On Monday, just as The Beachcomber prepared to go to press, islanders heard fantastic news — U.S. News & World Report unveiled its rankings of the public high schools in Washington, with Vashon High School making the top ten list at the #10 sweet spot.
There’s only one thing to shout at a moment like this: GO PIRATES!
We’re so proud to see VHS on the list — and many of us know firsthand how our scrappy island high school made it there. It’s an institution filled with dedicated, diligent learners, led by teachers and other staff who personify excellence in education. Our community cares deeply about what happens there and supports the youth who attend in myriad ways — including, as we saw last week, by showing up to school board meetings in force. (See article, page 1.)
Vashon High School’s excellence, of course, is also the result of those who staff our elementary and middle schools, preparing students to prosper at every step of their educational journey.
But even as Vashon’s inclusion on the U.S. News list is celebrated, we’re deeply concerned about proposed staff cuts in the school district that could serve to swiftly steal our high school’s moment in the sun.
We don’t want to see that happen.
In February of 2022, our school district heralded two other resounding successes: the passage of a $16 million Educational Programs and Operations (EP&O) levy and the adoption of its new strategic plan.
The strategic plan contains the now oft-quoted “Vashon Promise” — stating that “every student is welcomed, known, and treasured, and graduates confident and competent to thrive in a future they imagine.”

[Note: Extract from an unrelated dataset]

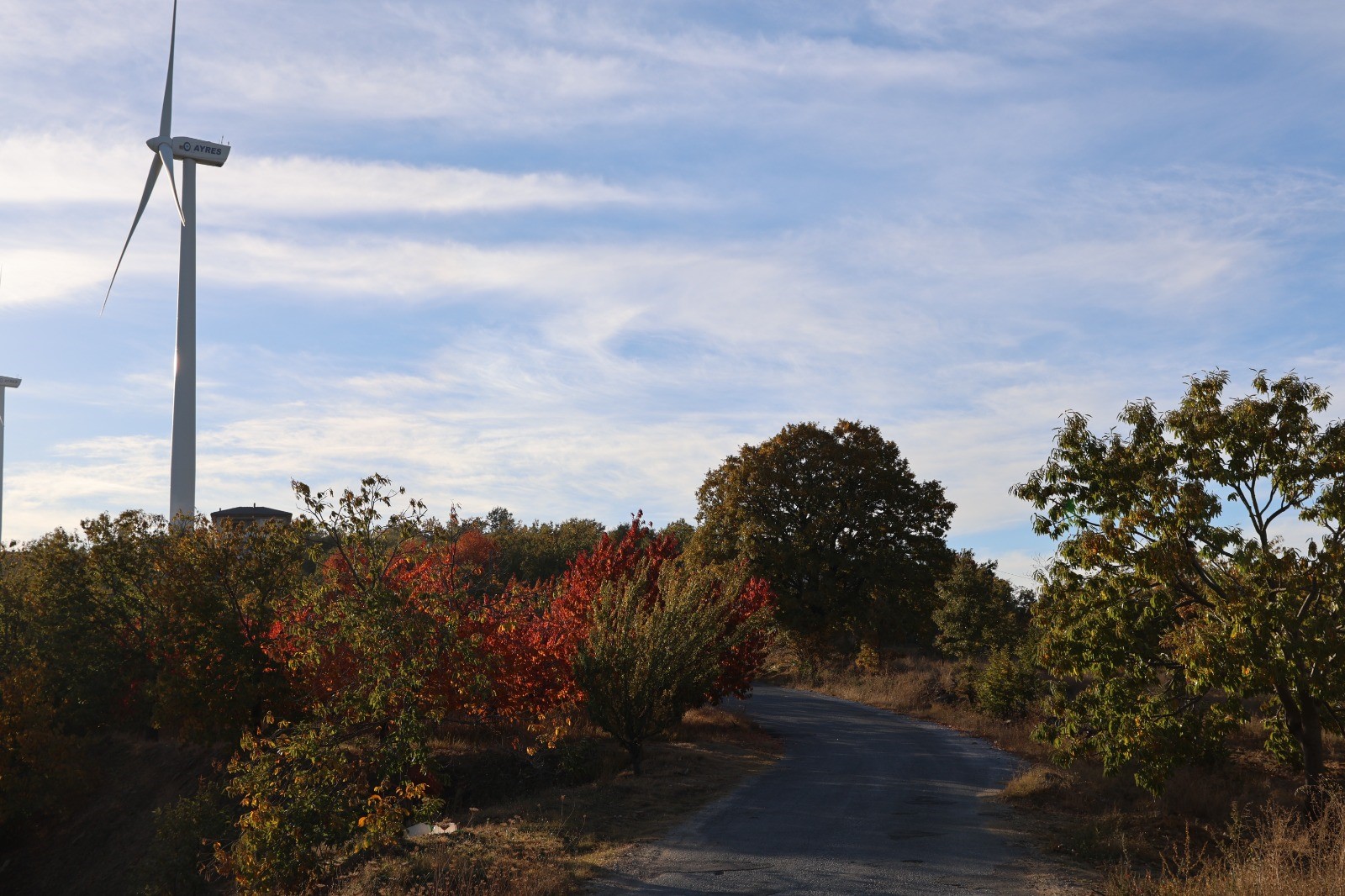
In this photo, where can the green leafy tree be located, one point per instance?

But to make the promise a reality, wrote district employee Peter Woodbrook in a Feb. 16, 2022, article for The Beachcomber, “the community needed to pass the EP&O levy to provide local funding for critical programs, services, and needs that are not covered by state and federal dollars.”
The district’s pitch for the levy, according to a landing page available on the district’s website, was that islanders’ property tax dollars would fund smaller class sizes as well as “instructional assistants and paraeducators that ensure VISD students receive high-quality instruction each day.”

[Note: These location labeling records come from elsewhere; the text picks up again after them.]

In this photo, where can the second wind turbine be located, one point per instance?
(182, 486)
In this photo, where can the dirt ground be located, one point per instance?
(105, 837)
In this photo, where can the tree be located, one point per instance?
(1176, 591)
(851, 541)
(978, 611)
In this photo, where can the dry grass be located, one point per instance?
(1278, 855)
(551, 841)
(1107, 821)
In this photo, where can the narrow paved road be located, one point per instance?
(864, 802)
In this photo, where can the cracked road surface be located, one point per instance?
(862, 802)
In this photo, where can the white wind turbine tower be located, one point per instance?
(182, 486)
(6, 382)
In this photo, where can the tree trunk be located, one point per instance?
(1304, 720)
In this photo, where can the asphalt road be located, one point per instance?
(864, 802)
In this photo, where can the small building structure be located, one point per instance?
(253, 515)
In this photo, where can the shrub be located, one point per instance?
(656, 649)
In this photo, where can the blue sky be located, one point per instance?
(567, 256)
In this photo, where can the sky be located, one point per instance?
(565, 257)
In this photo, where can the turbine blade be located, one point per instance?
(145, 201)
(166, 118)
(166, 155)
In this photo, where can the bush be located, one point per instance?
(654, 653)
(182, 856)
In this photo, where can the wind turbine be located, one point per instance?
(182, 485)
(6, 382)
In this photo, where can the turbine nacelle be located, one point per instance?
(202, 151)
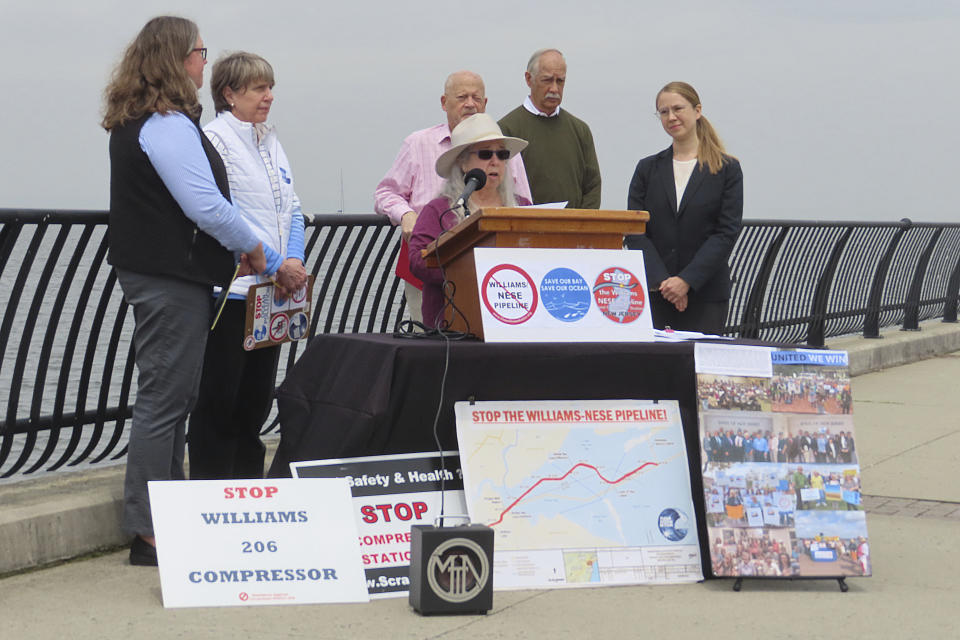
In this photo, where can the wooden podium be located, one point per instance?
(524, 227)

The levy would “fund the district’s nurses and related district staff,” as well as “important mental and behavioral health supports, including the district’s school counselors, family outreach coordinator, and many of our community partnerships,” the website said.
The webpage came with a warning: “Because the current EP&O Levy comprises approximately 15 percent of VISD’s current budget, a failure to enact the levy would mean significant and painful reductions and cuts to our faculty, programs, and services for students.”
Islanders, of course, said yes, passing the levy by just over 70 percent of the vote.
Fast forward to now — two years into the four-year levy’s collection — and Superintendent Slade McSheehy has suggested brutal cuts to cure a $1.3 million budget shortfall.
In the first and second drafts of the superintendent’s reduction in force plan, on the chopping block are many of the very programs, support services and employees the district earmarked for levy funding.
The plan cuts the job of one of the district’s two-person nursing staff, leaving one full-time nurse to serve the district’s 1,400 students, spread out over three schools.
It eliminates one member of the tiny team working with elementary students who are lagging behind their classmates in reading and math and reduces the job of a much-loved behavior coach at the school.
It ends the employment of one of two counselors serving middle school students and slashes the school’s library program.
There are also cuts to the jobs of paraeducators, staff who teach vocational skills, and other highly impactful reductions in student-facing staff and services.
And yet, despite vigorous pushback to this plan by the district’s new school board members, the superintendent has said he cannot act immediately on another suggestion.
Restructuring the district office’s leadership team — staffed by eight directors whose cumulative salaries outpace similar staffing groups in comparable districts — will take time, he said at a board meeting last week.
Expert consultants would need to be engaged to help in that effort, he said. But this highlights the glaring inequity inherent in his much swifter, in-house process to downsize crucial systems of support for the district’s most vulnerable students.
The superintendent has now said he will investigate another devastating path: cuts to the district’s athletic programs, which fuel school spirit and community pride — and also contribute greatly to the mental and physical health of many students.
Vashon deserves better than this. Our students and educators deserve better than this.
And if you don’t believe us, just ask U.S. News & World Report.